Optical Character Recognition (OCR) with OpenVINO™#

This Jupyter notebook can be launched on-line, opening an interactive environment in a browser window. You can also make a local installation. Choose one of the following options:

Google ColabGithub

This tutorial demonstrates how to perform optical character recognition (OCR) with OpenVINO models. It is a continuation of the hello-detection tutorial, which shows only text detection.

The horizontal-text-detection-0001 and text-recognition-resnet models are used together for text detection and then text recognition.
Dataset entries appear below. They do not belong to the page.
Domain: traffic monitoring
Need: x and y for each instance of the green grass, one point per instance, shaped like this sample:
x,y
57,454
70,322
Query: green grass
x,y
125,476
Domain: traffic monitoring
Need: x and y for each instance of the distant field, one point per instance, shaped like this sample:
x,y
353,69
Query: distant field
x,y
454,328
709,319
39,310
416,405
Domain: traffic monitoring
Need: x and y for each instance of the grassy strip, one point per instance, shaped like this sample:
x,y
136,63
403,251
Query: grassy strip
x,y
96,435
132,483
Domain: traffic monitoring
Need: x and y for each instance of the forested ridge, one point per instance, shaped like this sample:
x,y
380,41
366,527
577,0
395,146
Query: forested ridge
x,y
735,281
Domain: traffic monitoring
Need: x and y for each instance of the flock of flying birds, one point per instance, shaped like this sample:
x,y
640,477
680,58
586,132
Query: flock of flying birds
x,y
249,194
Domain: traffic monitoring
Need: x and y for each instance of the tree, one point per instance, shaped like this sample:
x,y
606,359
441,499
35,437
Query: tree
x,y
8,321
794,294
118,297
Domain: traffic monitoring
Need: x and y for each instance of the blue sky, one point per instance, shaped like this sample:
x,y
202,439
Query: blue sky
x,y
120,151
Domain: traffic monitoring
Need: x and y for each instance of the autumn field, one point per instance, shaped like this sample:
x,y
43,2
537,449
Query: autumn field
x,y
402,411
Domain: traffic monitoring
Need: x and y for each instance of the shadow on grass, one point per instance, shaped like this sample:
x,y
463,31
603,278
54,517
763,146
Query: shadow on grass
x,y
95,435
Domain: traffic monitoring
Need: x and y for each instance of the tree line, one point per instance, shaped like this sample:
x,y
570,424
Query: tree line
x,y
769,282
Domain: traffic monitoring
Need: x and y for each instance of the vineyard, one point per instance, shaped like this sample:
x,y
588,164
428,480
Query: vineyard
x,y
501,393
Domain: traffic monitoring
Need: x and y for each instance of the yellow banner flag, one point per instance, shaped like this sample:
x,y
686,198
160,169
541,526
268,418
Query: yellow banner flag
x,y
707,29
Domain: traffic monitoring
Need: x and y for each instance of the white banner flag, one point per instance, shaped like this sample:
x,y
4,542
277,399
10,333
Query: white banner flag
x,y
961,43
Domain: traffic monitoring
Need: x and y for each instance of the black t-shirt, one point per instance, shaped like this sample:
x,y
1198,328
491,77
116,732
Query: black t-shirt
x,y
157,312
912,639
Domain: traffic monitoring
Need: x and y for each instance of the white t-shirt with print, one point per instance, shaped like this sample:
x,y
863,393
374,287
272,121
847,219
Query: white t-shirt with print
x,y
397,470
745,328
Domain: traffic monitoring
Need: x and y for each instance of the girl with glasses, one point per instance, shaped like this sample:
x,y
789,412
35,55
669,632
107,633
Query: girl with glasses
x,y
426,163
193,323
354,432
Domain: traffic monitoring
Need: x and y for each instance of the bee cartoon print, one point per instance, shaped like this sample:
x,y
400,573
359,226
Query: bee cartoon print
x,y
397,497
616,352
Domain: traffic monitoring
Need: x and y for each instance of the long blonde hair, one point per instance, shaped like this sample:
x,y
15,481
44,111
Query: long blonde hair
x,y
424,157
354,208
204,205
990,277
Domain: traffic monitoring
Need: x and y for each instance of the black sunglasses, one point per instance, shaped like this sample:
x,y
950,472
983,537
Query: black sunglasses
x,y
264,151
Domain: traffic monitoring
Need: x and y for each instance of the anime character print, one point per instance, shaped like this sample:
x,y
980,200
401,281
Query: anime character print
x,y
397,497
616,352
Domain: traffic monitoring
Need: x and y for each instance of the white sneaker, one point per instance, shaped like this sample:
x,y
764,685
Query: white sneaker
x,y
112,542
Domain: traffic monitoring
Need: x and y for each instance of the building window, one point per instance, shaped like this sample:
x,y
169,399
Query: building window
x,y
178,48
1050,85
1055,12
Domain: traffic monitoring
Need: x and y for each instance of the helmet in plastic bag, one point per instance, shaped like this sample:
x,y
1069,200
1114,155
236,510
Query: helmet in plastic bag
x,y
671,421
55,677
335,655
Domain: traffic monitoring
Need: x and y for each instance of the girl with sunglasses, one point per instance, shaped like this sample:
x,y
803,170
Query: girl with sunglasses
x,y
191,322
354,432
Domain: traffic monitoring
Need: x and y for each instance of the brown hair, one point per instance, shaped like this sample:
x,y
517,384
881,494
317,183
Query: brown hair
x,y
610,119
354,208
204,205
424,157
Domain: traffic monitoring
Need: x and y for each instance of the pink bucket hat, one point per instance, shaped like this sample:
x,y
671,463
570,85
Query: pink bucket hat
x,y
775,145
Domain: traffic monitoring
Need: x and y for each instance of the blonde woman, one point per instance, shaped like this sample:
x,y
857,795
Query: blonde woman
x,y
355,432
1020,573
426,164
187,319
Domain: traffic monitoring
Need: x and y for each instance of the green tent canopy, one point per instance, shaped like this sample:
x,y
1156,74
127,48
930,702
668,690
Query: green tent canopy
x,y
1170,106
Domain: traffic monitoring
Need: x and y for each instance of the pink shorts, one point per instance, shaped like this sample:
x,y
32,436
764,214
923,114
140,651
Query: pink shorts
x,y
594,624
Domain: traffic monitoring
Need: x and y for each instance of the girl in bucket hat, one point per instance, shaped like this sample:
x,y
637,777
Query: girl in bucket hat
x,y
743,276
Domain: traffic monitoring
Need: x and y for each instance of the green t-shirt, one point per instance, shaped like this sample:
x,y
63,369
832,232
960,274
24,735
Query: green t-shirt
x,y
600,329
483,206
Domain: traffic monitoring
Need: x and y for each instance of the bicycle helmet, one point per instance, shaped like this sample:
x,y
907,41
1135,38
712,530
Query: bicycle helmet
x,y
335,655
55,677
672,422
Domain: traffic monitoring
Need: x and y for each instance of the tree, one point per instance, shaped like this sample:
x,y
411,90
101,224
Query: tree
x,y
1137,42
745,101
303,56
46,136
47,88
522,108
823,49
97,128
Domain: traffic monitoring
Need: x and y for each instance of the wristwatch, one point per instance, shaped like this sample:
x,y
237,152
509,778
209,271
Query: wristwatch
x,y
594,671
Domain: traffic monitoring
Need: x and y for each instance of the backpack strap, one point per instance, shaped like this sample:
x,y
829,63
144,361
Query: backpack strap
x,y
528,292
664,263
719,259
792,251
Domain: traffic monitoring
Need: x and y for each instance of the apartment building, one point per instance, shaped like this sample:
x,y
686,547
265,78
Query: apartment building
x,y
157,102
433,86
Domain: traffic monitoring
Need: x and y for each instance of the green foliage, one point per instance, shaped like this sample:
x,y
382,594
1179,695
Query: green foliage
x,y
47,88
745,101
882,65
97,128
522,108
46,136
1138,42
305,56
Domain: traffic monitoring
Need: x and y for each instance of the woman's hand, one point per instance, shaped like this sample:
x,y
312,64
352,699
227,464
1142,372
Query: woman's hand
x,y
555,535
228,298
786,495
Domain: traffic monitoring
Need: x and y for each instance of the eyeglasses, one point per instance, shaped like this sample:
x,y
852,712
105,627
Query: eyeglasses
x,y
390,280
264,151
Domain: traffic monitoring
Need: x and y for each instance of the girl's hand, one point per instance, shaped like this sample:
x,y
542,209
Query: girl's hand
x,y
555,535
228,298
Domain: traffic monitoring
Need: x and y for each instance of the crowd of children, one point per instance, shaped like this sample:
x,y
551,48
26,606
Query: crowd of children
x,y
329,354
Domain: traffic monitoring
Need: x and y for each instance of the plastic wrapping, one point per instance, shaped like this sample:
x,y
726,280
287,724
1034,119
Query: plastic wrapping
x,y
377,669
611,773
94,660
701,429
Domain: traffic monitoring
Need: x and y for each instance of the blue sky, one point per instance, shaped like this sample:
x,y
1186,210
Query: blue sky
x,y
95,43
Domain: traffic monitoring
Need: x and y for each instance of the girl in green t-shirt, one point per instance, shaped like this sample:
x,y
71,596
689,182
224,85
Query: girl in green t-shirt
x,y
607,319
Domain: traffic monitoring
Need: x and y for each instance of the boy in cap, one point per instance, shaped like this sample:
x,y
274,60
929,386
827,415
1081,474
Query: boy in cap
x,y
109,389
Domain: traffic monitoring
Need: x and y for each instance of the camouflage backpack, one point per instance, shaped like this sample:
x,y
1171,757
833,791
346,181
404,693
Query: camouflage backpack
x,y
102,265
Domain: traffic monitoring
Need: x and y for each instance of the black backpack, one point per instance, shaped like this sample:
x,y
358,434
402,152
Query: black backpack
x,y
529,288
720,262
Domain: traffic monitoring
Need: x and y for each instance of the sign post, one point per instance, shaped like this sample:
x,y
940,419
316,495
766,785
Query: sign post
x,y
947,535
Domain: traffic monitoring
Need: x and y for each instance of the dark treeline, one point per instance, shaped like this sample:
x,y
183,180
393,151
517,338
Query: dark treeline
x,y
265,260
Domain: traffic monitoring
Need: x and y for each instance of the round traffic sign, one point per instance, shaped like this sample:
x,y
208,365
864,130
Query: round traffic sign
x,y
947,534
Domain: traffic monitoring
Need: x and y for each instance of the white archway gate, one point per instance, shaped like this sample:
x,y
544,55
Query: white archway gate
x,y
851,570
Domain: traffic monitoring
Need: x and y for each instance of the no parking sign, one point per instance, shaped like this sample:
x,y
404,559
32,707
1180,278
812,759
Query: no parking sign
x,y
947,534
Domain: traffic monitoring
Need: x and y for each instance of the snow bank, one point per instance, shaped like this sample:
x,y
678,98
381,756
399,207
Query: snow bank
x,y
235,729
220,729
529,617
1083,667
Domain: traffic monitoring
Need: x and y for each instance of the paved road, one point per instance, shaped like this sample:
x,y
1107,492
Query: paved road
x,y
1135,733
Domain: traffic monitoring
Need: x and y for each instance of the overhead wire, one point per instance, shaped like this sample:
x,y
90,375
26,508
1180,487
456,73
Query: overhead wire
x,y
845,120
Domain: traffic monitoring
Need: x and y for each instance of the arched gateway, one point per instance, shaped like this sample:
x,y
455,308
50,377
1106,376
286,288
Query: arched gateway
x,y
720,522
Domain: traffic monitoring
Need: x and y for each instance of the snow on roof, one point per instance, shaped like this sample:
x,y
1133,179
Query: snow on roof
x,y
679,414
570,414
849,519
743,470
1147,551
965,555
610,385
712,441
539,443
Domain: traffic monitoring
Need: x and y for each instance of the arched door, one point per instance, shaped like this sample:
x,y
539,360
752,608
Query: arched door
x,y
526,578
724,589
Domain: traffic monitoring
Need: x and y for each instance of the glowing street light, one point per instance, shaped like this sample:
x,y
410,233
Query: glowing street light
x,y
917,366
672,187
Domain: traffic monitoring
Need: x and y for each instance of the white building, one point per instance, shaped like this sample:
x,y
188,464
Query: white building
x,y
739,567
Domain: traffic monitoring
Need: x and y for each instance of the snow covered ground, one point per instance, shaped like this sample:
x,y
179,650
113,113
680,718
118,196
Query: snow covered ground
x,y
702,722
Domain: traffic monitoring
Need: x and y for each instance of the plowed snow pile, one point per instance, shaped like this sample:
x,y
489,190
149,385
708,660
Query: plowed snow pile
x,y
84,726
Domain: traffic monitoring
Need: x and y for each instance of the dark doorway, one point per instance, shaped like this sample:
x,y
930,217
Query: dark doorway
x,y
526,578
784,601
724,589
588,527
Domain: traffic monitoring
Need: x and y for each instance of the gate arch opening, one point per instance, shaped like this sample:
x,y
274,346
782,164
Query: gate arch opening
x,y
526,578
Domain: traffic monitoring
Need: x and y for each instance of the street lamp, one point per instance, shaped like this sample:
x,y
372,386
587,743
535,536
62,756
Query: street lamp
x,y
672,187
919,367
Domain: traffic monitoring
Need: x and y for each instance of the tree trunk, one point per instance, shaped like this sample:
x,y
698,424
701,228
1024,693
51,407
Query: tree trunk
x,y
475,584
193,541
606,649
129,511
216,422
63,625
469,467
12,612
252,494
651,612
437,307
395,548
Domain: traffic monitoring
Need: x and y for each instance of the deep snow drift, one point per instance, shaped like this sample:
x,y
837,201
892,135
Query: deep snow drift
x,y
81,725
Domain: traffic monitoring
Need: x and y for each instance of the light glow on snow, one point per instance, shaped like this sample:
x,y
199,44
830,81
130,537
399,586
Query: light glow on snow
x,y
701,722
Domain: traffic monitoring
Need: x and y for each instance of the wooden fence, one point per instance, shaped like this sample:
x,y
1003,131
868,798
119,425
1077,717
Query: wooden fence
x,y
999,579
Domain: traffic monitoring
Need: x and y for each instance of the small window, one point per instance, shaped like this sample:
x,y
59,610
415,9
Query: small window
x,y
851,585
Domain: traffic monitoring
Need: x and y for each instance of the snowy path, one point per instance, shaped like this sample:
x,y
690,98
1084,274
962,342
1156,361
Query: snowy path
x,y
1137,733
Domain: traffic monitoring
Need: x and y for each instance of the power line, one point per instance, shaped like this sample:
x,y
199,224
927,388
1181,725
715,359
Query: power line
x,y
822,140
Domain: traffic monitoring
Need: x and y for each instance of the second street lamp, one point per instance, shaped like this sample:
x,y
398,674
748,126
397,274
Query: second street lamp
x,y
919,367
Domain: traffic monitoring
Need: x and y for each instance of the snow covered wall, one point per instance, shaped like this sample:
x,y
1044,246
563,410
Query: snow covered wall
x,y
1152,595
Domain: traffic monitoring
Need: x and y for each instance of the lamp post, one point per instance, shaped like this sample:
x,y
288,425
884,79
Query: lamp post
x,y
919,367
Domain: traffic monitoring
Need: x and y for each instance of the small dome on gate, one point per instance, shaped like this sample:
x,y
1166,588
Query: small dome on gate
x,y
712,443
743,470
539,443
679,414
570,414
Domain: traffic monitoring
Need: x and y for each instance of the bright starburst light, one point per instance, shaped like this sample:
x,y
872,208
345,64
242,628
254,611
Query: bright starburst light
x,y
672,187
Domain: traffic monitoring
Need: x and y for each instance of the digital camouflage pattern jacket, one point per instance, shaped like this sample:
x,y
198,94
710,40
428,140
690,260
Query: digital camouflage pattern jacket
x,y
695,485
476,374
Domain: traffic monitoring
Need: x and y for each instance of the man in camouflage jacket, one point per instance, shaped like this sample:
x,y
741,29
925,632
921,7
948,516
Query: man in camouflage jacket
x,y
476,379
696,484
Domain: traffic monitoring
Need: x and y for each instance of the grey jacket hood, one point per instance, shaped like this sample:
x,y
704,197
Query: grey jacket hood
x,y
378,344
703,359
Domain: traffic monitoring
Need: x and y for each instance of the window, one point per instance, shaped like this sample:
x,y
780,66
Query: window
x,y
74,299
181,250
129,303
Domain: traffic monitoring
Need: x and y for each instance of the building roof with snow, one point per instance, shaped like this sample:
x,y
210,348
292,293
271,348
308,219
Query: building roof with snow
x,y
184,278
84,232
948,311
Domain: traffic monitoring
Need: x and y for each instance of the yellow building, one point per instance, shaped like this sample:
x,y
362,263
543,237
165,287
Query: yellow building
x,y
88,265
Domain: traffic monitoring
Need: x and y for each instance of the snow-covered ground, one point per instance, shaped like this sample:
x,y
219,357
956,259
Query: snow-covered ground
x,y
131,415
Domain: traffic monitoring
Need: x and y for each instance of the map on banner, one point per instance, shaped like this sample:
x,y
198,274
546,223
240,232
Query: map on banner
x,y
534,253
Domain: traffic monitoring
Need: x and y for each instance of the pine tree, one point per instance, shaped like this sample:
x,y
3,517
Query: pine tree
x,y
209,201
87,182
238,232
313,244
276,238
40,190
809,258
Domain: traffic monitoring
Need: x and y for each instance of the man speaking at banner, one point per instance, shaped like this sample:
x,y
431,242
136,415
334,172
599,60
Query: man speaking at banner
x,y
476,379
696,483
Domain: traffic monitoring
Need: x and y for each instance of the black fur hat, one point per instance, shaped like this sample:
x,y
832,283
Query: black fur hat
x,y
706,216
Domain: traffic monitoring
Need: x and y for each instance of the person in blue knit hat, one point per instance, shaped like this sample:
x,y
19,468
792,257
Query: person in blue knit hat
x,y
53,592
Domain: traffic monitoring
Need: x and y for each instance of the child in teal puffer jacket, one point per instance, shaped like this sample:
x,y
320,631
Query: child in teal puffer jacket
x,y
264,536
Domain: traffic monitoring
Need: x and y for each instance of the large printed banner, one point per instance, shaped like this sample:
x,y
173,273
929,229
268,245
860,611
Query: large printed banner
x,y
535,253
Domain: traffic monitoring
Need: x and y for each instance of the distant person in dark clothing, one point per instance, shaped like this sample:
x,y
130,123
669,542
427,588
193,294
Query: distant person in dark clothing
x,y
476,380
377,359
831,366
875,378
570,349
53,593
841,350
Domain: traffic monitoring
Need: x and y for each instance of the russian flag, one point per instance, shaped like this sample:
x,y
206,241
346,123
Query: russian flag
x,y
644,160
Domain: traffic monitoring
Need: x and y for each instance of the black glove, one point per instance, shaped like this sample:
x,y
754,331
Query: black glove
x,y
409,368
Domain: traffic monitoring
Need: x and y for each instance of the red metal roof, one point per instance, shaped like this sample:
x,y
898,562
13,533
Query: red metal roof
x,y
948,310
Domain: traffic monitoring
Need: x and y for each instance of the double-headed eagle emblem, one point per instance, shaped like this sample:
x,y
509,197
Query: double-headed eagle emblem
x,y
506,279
In this tutorial, Open Model Zoo tools including Model Downloader, Model Converter and Info Dumper are used to download and convert the models from Open Model Zoo. For more information, refer to the model-tools tutorial.

Table of contents:#

import platform

# Install openvino-dev package
%pip install -q "openvino-dev>=2024.0.0"  onnx torch pillow opencv-python --extra-index-url https://download.pytorch.org/whl/cpu

if platform.system() != "Windows":
    %pip install -q "matplotlib>=3.4"
else:
    %pip install -q "matplotlib>=3.4,<3.7"
ERROR: pip's dependency resolver does not currently take into account all the packages that are installed. This behaviour is the source of the following dependency conflicts.
openvino-tokenizers 2024.3.0.0.dev20240605 requires openvino~=2024.3.0.0.dev, but you have openvino 2024.1.0 which is incompatible.
Note: you may need to restart the kernel to use updated packages.
Note: you may need to restart the kernel to use updated packages.

Imports#

from pathlib import Path

import cv2
import matplotlib.pyplot as plt
import numpy as np
import openvino as ov
from IPython.display import Markdown, display
from PIL import Image

# Fetch `notebook_utils` module
import requests

r = requests.get(
    url="https://raw.githubusercontent.com/openvinotoolkit/openvino_notebooks/latest/utils/notebook_utils.py",
)

open("notebook_utils.py", "w").write(r.text)
from notebook_utils import load_image

Settings#

core = ov.Core()

model_dir = Path("model")
precision = "FP16"
detection_model = "horizontal-text-detection-0001"
recognition_model = "text-recognition-resnet-fc"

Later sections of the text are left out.